Presented on November 3, 2022 - Presentation Slides 




“Munitions Constituent Transformations Quantified Using Enriched Stable Isotope Tracers” by Dr. Craig Tobias (SERDP Project ER19-1054)

This project supports SERDP’s efforts to provide DoD with novel tools and approaches for evaluating natural attenuation of MC as a remedial option for contaminated surface and/or ground waters. Stable isotope-labeled munitions constituents (MC) are used under simulated in-situ conditions or in field settings to derive kinetic parameters of sorption, degradation, and complete mineralization to inert end products. This stable isotope tracer approach is applied to a range of different aquatic settings to evaluate environmental factors that enhance biological degradation of MC. Results from this work provide much needed parameterization for building MC fate and transport models by addressing the following challenges with parameterizing loss: (1) using the appropriate kinetics governing loss from overlying water, retention of parent/derivative compounds in sediments, and mineralization; (2) identifying what system characteristics or environmental conditions could be used as proxies for functionalizing processes in model-space; and (3) establishing uncertainties in rates/constants. The stable isotope tracer technique provides high-sensitivity direct quantification of MC transformation, and the approach developed in this project can serve as a template for quantifying transformations of other contaminants in other environments.
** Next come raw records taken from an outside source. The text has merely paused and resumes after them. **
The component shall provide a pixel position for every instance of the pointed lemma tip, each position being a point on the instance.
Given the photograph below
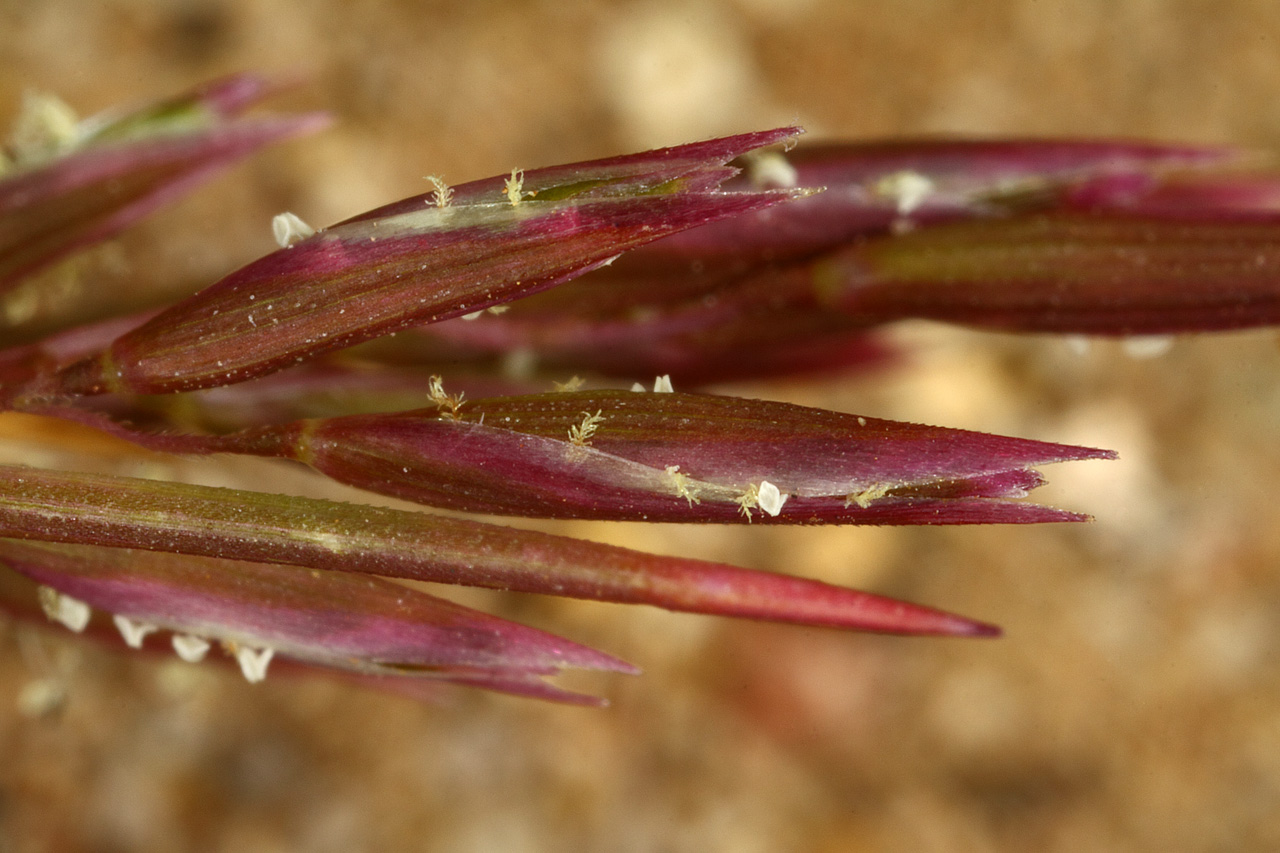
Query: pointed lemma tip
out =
(981, 629)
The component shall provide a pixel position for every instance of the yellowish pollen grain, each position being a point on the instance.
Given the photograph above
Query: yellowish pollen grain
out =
(749, 500)
(867, 496)
(513, 185)
(580, 434)
(443, 195)
(682, 486)
(447, 404)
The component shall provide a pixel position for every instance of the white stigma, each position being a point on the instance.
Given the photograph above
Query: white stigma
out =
(69, 611)
(771, 498)
(254, 662)
(288, 229)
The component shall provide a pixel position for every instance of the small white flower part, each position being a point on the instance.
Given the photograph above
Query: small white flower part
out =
(513, 185)
(769, 498)
(69, 611)
(442, 195)
(254, 662)
(580, 434)
(132, 632)
(681, 484)
(873, 492)
(1148, 346)
(288, 229)
(190, 648)
(906, 188)
(771, 169)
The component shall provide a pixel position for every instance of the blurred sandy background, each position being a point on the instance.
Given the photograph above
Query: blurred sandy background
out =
(1134, 703)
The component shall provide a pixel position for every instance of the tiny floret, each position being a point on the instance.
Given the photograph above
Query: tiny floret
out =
(443, 195)
(132, 632)
(69, 611)
(288, 229)
(769, 498)
(873, 492)
(681, 484)
(190, 648)
(908, 190)
(447, 404)
(254, 662)
(512, 187)
(771, 169)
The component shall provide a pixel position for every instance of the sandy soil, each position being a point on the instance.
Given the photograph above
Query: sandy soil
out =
(1134, 703)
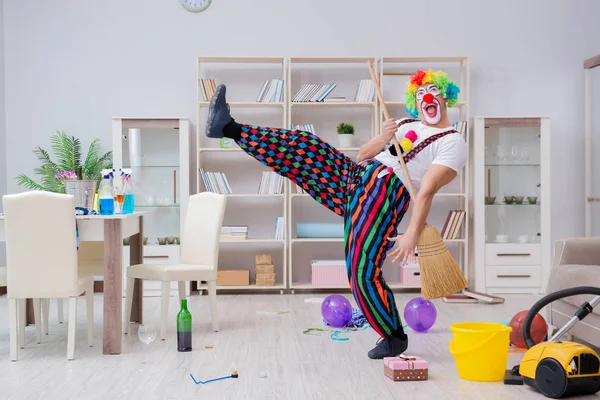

“Munitions Constituents Management on Ranges: Optimizing Carbonaceous Amendments for Simultaneous Adsorption and Hydrolysis” by Dr. Wenqing Xu (SERDP Project ER19-1239)

High concentrations of MC residues, including legacy and insensitive high explosives, are commonly found in soil at DoD testing and training ranges, posing a significant safety threat to personnel. These chemicals also represent a significant source of contamination to ground and surface waters at ranges. Historically, carbonaceous amendments have been used to remove contaminants from the aqueous phase by adsorption or complexation, but not to bring about their degradation. This presentation will demonstrate that carbonaceous amendments not only adsorb, but also catalyze the hydrolysis of some MC, such as 2,4-dinitroanisole and nitroguanidine, under environmentally relevant conditions. The combined approach of experimentation and computational modeling has allowed the identification of the structural features of carbonaceous amendments that facilitate MC hydrolysis and adsorption as well as gain a fundamental understanding of this novel surface process.


Speaker Biographies

Dr. Craig Tobias is a professor in the Department of Marine Sciences at the University of Connecticut. He has served as the principal and co-principal investigator of projects funded by SERDP, National Science Foundation, National Oceanic Atmospheric Administration, Environmental Protection Agency, Naval Facilities Engineering Systems/Engineering and Expeditionary Warfare Center, U.S. Army Corps of Engineers, U.S. Department of Agriculture, and others. Dr. Tobias has been recognized for excellence in research and teaching including a National Research Council Fellowship and the SERDP Environmental Restoration Project of the Year Award in 2016 for his work on legacy munition constituents behavior in coastal systems. He has served on several advisory panels including the Long Island Sound Technical Advisory Committee, SERDP’s Executive Advisory Committee for the Defense Coastal & Estuarine Research Project (DCERP) and the Connecticut Academy of Science and Engineering. He has also served as an associate editor for the journal Estuaries and Coasts. His research portfolio spans the broad topic of pollutant fate and transport along the aquatic continuum from watersheds to the continental shelf. His work targets agricultural and urban-derived contaminants as well as legacy and next generation munitions constituents in surface and groundwater. Dr. Tobias received a bachelor’s degree in biological sciences from the University of Delaware and a doctoral degree from the College of William and Mary, School of Marine Science.


Dr. Wenqing Xu is currently an associate professor in the Department of Civil and Environmental Engineering at Villanova University in Pennsylvania. The central focus of her research program is to better understand the various ways that nature detoxifies contaminants by the integration of chemical, biological, and material sciences approaches to (1) attenuate pollutant transport and thereby protect source water and (2) degrade contaminants with novel materials to provide safe drinking water. Dr. Xu has served as a principal and co-principal investigator of projects funded by SERDP, the National Science Foundation, the National Institute of Environmental Health Sciences, and the Environmental Protection Agency on research involving the development of reactive adsorbents for pollutant abatement, such as chlorinated solvents, pesticides, munitions constituents, PFAS, and disinfection byproducts. She is a recipient of various awards, including the National Science Foundation Early Career Development Program (CAREER) award in 2018 and the University Scholarly Achievement Award in 2020. She is active in several professional engineering associations and serves as the associate editor of the American Society of Civil Engineers Journal of Environmental Engineering. She received a bachelor’s degree in environmental engineering from Nankai University in China, a master’s degree in geography and environmental engineering from Johns Hopins University, and doctoral degree in chemical and environmental engineering from Yale University.